Da auto-reforma do capitalismo
Nem todos os sistemas económicos têm apresentado a mesma capacidade de auto-reforma.
O Sistema de Direcção-Central não apresentou a mesma capacidade de auto-reforma que o Sistema Capitalista, porque o mesmo nunca esteve associado à liberdade de expressão e de iniciativa, como à própria essência da democracia política.
O Capitalismo conheceu Keynes, assimilou alguns conceitos estruturalistas, bem como algumas ideias do que se convencionou designar por democracia industrial.
As experiências marxistas-leninistas nunca tiveram quem para elas pudesse ter estado como Keynes esteve para o Capitalismo Liberal.
O Capitalismo não só adoptou parte das teses Keynesianas, bem como, por vezes, alguns eixos condutores de políticas de inspiração estruturalista e as teses relativas à democracia industrial, designadamente no concernente à questão da representação das partes na gestão empresarial.
E, mais recentemente, tem-se vindo a constatar a tendência para a adopção de uma função-objectivo empresarial que não se reconduz à maximização do lucro ao longo do tempo de vida esperada do projecto empresarial, antes contando, também, com uma restrição, a saber, a da satisfação dos interesses do conjunto de stakeholders, que o mesmo é dizer, dos trabalhadores, dos clientes e fornecedores, para além de outras partes participantes na gestão empresarial.
Cada vez mais os gestores terão de estar ligados ao futuro da empresa, numa perspectiva de longo prazo, o que justifica que a sua remuneração venha a ser diferente, nomeadamente em relação aos “prémios de desempenho”, que não devem ser recebidos por inteiro em dinheiro, devendo uma parte da remuneração ser efectuada em acções e/ou em obrigações. Mesmo a parte da remuneração em dinheiro deveria ser concretizada ao longo de vários anos.
Tal permitirá uma maior ligação da tecnoestrutura empresarial ao futuro da empresa.
Por outro lado, diversos mecanismos de participação dos stakeholders na vida das empresas deverão ser, gradualmente, implementados, desde certas modalidades de cogestão, a conselhos consultivos que integrem representantes de fornecedores, até à existência de provedores de clientes.

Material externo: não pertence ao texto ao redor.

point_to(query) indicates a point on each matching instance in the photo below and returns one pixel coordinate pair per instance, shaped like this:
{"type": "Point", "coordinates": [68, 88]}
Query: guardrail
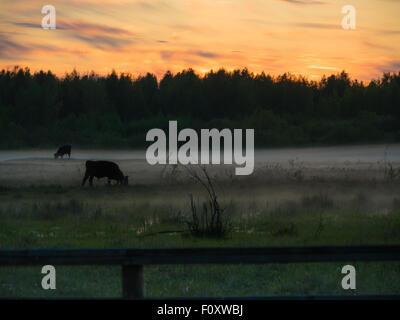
{"type": "Point", "coordinates": [134, 260]}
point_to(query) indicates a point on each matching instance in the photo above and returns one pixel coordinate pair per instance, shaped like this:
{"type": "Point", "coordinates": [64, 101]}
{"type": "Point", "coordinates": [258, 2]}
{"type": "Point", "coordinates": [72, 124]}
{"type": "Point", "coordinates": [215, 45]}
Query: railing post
{"type": "Point", "coordinates": [132, 281]}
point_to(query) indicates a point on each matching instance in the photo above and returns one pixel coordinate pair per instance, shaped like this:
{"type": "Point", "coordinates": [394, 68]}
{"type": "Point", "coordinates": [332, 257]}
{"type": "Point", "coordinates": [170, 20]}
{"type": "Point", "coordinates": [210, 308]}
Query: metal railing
{"type": "Point", "coordinates": [134, 260]}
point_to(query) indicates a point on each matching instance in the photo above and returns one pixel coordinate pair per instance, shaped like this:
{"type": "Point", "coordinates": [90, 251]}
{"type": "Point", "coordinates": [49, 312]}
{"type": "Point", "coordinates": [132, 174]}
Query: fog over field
{"type": "Point", "coordinates": [32, 167]}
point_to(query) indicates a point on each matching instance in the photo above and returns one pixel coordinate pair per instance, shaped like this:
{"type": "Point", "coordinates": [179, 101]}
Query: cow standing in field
{"type": "Point", "coordinates": [102, 169]}
{"type": "Point", "coordinates": [62, 151]}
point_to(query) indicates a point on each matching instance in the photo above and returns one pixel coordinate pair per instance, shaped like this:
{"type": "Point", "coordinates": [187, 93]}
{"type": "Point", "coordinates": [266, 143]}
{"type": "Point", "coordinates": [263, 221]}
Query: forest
{"type": "Point", "coordinates": [40, 109]}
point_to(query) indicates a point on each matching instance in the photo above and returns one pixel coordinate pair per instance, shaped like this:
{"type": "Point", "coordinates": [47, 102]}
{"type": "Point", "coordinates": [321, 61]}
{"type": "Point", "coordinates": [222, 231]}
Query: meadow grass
{"type": "Point", "coordinates": [113, 217]}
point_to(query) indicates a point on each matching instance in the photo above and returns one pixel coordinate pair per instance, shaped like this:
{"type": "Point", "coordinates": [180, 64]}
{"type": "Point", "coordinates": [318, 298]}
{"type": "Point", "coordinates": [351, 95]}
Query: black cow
{"type": "Point", "coordinates": [102, 169]}
{"type": "Point", "coordinates": [62, 151]}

Paralelamente, passou a ser prioritário que o sistema financeiro tenda a privilegiar investimentos de médio e longo prazos reprodutivos e sustentáveis, o que deverá levar os Bancos Centrais a incentivarem modalidades de financiamento por parte dos Bancos de Segunda Ordem a prazo mais dilatado e centrado em aplicações reprodutivas e de maior sustentabilidade.
Um outro aspecto a considerar terá que ver com a crescente (e desejável) relevância dos novos Bancos de Desenvolvimento que, em vários sectores, desde o energético ao dos transportes e da Defesa, financiem a construção de infraestruturas tidas como essenciais e, bem assim, de unidades produtivas integradoras de sectores estratégicos.
Para tal, é desejável privilegiar o planeamento estratégico regional, sectorial e global.
Sem planeamento estratégico não haverá, verdadeiramente, políticas desenvolvimentistas consistentes.
Toda esta evolução do Capitalismo seria desejável, mas existe a possibilidade de se conhecerem recuos no processo reformador do Sistema de Economia de Mercado.
A emergência de uma combinação de neo-liberalismo económico com políticas autoritárias, de inspiração populista/ demagógica e nacionalista, pode conduzir a importantes recuos, quer no atinente à liberalização do comércio, quer no que se refere à regulação e, mais especificamente, ao compliance, aplicados ao tecido empresarial.
Com o surgimento do “fenómeno Trump” e dos movimentos nacional-populistas na Europa e um pouco por todo o Mundo, é bem possível, que venha a surgir um “Interregno Medieval” em que passe a imperar a “Lei da Força”.
Compete a todos aqueles com espírito reformador lutar pelas suas convicções, pelos seus valores, procurando vencer novas formas de iniquidade e de totalitarismo, evitando-se que a nova geração venha a ser uma geração perdida.
Lutar até que a VOZ e a ESCRITA nos doam.